The SNP manifesto sets out plans to prioritise the devolution of powers over national insurance contributions (NICs), corporation tax and welfare policy, among other areas, as a stepping stone to full fiscal responsibility.
In this Observation, we assess these plans as part of the IFS' election analysis, funded by the Nuffield Foundation. (An earlier, companion Observation looked at how the plans fit into moves towards full fiscal responsibility.)
So what can be said about the plans for devolving these specific areas?
First, devolving NICs to Scotland could be seen as a natural next step, given that the Smith Commission has recommended devolving income tax on non-savings income.
NICs are in many ways just another income tax on earned income, and devolving the two together may allow the Scottish Government to move towards closer integration of the two taxes, if it so wished. This is something recommended by the IFS’s Mirrlees Review of the tax system. In a rational world, NICs should be treated like income tax. However, there are notional links between NICs and entitlements to contributory benefits such as pensions, and so devolving NICs could involve some tricky administrative issues. Who would pay for the pensions of people who had worked in England and retired to Scotland, for instance?

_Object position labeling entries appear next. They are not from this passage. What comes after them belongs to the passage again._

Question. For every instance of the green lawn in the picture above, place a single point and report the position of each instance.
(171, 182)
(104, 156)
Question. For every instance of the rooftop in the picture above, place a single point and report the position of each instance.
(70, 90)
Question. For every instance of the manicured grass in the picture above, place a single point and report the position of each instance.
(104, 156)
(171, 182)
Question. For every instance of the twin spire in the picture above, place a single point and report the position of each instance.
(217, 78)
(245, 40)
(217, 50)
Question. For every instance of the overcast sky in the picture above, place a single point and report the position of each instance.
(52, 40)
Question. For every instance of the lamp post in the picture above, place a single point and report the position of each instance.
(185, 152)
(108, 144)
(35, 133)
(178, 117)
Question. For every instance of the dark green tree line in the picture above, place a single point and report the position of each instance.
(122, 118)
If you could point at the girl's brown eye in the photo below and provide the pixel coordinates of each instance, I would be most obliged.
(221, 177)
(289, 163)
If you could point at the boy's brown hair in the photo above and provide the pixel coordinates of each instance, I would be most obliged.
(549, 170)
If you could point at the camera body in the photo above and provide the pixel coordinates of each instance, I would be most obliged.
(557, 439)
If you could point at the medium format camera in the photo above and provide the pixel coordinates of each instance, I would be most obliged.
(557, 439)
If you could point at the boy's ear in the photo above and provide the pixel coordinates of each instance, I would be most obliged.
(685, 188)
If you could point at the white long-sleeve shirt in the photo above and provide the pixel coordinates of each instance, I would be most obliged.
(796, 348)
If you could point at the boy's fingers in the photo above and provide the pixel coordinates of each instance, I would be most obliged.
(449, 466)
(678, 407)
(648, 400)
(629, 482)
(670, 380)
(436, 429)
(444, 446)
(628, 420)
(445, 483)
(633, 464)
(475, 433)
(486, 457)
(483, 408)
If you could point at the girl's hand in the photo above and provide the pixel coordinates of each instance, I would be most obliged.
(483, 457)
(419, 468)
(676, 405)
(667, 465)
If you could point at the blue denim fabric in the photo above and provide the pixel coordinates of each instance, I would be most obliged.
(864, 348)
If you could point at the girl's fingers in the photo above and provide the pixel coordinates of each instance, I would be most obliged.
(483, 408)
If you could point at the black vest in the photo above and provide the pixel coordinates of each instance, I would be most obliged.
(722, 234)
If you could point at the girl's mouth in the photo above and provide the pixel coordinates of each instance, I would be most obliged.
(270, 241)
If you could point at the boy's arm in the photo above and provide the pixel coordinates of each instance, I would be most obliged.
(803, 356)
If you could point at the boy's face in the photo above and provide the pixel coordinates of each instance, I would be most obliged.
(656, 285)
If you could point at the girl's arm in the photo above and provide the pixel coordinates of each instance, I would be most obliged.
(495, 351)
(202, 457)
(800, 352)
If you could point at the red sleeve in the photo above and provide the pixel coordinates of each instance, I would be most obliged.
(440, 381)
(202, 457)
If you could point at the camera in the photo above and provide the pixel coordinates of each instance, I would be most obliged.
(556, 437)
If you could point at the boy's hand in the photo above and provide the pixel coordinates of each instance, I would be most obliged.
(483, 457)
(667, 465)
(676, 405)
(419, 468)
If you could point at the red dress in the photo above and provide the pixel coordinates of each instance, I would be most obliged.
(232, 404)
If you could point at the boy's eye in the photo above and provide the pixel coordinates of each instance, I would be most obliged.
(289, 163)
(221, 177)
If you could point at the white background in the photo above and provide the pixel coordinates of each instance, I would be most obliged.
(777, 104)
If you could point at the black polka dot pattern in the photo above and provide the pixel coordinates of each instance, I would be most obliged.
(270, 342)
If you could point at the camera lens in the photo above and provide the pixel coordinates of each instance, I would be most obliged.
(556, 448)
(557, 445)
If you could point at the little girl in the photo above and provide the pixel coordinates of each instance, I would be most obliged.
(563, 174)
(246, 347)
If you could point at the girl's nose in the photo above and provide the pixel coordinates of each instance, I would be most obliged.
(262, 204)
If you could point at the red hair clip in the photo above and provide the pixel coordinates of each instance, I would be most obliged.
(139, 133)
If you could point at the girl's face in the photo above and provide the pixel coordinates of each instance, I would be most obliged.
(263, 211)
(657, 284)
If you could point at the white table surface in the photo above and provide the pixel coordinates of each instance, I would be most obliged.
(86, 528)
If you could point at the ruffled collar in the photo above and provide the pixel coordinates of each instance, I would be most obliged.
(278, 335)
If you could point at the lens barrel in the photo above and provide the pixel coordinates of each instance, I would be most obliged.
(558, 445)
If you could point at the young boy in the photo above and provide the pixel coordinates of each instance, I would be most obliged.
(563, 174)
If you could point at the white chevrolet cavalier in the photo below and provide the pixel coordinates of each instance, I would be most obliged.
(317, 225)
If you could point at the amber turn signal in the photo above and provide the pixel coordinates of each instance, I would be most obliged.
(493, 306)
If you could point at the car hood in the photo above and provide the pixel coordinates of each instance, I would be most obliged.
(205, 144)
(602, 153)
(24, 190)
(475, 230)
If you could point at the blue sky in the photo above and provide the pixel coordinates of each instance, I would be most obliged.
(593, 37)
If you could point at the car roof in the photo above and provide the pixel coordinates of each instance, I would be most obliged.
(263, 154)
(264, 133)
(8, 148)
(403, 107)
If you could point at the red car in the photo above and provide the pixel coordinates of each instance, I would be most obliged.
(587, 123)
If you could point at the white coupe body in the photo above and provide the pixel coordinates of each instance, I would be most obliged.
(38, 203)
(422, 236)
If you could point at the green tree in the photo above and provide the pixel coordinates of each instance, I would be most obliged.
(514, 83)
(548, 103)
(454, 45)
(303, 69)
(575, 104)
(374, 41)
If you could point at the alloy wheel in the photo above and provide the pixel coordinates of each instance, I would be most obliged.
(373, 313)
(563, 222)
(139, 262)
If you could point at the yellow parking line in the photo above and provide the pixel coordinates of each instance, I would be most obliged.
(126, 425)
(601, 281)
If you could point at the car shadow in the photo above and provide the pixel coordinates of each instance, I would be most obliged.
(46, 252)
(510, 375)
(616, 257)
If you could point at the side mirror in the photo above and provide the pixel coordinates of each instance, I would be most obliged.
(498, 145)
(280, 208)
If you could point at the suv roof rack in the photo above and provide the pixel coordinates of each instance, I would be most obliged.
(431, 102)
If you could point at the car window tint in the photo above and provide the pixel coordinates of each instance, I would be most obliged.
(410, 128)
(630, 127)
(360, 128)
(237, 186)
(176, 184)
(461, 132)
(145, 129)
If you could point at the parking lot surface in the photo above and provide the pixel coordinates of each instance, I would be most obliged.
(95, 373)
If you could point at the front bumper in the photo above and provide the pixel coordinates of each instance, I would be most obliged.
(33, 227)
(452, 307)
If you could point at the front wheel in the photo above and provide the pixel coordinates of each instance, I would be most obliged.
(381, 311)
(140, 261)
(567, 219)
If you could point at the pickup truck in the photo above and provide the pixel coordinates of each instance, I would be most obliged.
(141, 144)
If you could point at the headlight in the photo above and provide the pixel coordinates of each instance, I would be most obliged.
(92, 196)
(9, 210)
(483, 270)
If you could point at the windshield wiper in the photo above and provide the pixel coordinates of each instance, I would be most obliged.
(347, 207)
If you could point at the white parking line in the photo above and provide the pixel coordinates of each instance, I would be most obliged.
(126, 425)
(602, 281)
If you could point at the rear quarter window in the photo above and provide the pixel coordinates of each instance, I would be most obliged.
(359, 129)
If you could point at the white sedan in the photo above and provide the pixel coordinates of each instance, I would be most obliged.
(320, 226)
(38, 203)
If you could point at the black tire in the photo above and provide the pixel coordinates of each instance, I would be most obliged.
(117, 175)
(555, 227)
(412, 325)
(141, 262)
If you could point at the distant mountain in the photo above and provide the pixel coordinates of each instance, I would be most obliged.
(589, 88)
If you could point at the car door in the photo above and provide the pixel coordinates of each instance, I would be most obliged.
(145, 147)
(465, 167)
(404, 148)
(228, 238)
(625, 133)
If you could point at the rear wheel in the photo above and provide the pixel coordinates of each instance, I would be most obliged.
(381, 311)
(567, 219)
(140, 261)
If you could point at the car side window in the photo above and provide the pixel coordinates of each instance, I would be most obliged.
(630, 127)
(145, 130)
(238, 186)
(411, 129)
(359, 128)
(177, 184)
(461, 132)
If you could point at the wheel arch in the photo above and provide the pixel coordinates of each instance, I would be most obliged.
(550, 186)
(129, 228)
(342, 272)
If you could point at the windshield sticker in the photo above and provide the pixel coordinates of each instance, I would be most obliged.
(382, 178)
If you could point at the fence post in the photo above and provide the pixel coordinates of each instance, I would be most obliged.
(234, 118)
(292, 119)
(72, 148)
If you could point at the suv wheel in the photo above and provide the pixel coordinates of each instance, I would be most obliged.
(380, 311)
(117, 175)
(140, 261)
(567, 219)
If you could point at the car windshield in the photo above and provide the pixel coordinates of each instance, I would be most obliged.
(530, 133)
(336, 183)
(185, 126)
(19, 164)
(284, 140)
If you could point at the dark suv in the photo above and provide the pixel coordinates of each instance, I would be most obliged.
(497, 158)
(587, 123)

Second, the plans for the devolution of welfare in its entirety would give the Scottish Government significant new powers – not only to increase or reduce benefit rates but also to restructure the whole system.
This may result in a system better suited to Scotland’s particular needs and preferences. And devolution of the budget for welfare would allow synergies between public service spending and benefit spending to be better exploited (dealing with concerns, for instance, that the Scottish Government doesn’t benefit from the savings on benefits that result from investment in housing, education, or healthcare, say).
But as we discussed in the run up to last year’s independence referendum, any radical reform inevitably involves difficult trade-offs. Major changes benefitting some individuals would either create significant numbers of losers, many of whom would probably have low incomes, or else involve a substantial increase in overall benefit spending. The Scottish Government may also face the budget risk of benefit spending in Scotland rising more or less rapidly than in the rest of the UK – a risk currently borne by the UK government. Agreeing the block grant adjustment mechanism for welfare may be particularly tricky.
The manifesto’s proposals for changes to the benefit system might provide a guide to the type of reforms that an SNP Scottish Government would prioritise, if welfare were fully devolved. These include halting and reversing the replacement of disability living allowance (DLA) with personal independence payments (PIP), and increases to carer’s allowance and universal credit (UC) work allowances.
The first two of these are deliverable under the Smith Commission’s proposals (as disability benefits are being fully devolved), although the latter is not – and does not look like it would be possible under Labour’s proposals for more general benefit ‘top up’ powers. It is notable that each of these reforms would increase the generosity of the system, and would therefore cost money – money that would have to be found from within the Scottish budget if welfare were devolved and the plans were not adopted UK-wide.
Third, corporation tax is not a natural candidate for devolution. Relative to most other tax bases, corporate profits are particularly sensitive to differences in tax rates across jurisdictions – companies shift investment and profits between jurisdictions to take advantage of the lowest rates.
Corporation tax is therefore particularly prone to tax competition. While one might think that devolution of corporation tax would provide Scotland with a significant new lever with which to attract additional investment and profits, the lever may be less effective than hoped if the UK government responded to any reduction in tax rates in Scotland by cutting tax rates in the rest of the UK.
Instead, tax rates and revenues may be lower in both Scotland and the rest of the UK than if rates were set centrally for the whole of the UK. Furthermore, allocating profits between Scotland and the rest of the UK would entail significant administrative complexity, even if tax rates were the same and companies had no incentive to game the system.
Of course, the UK government has agreed in principle to devolve rate-setting powers (but not the tax base) for corporation tax to Northern Ireland. It says that this is justified by the particular circumstances of Northern Ireland – a land border with the Republic of Ireland, where corporation tax is just 12.5%, and a relatively weak private sector. Whether this reasoning is valid or not, it is not surprising that the SNP is asking for similar powers for Scotland.
The proposals listed as ‘priorities’ would therefore give Scotland significant new powers which the Scottish Government may be able to use to design improved benefit and tax systems. But they would also entail additional spending and revenue risk, and involve a number of complex technical and administrative issues.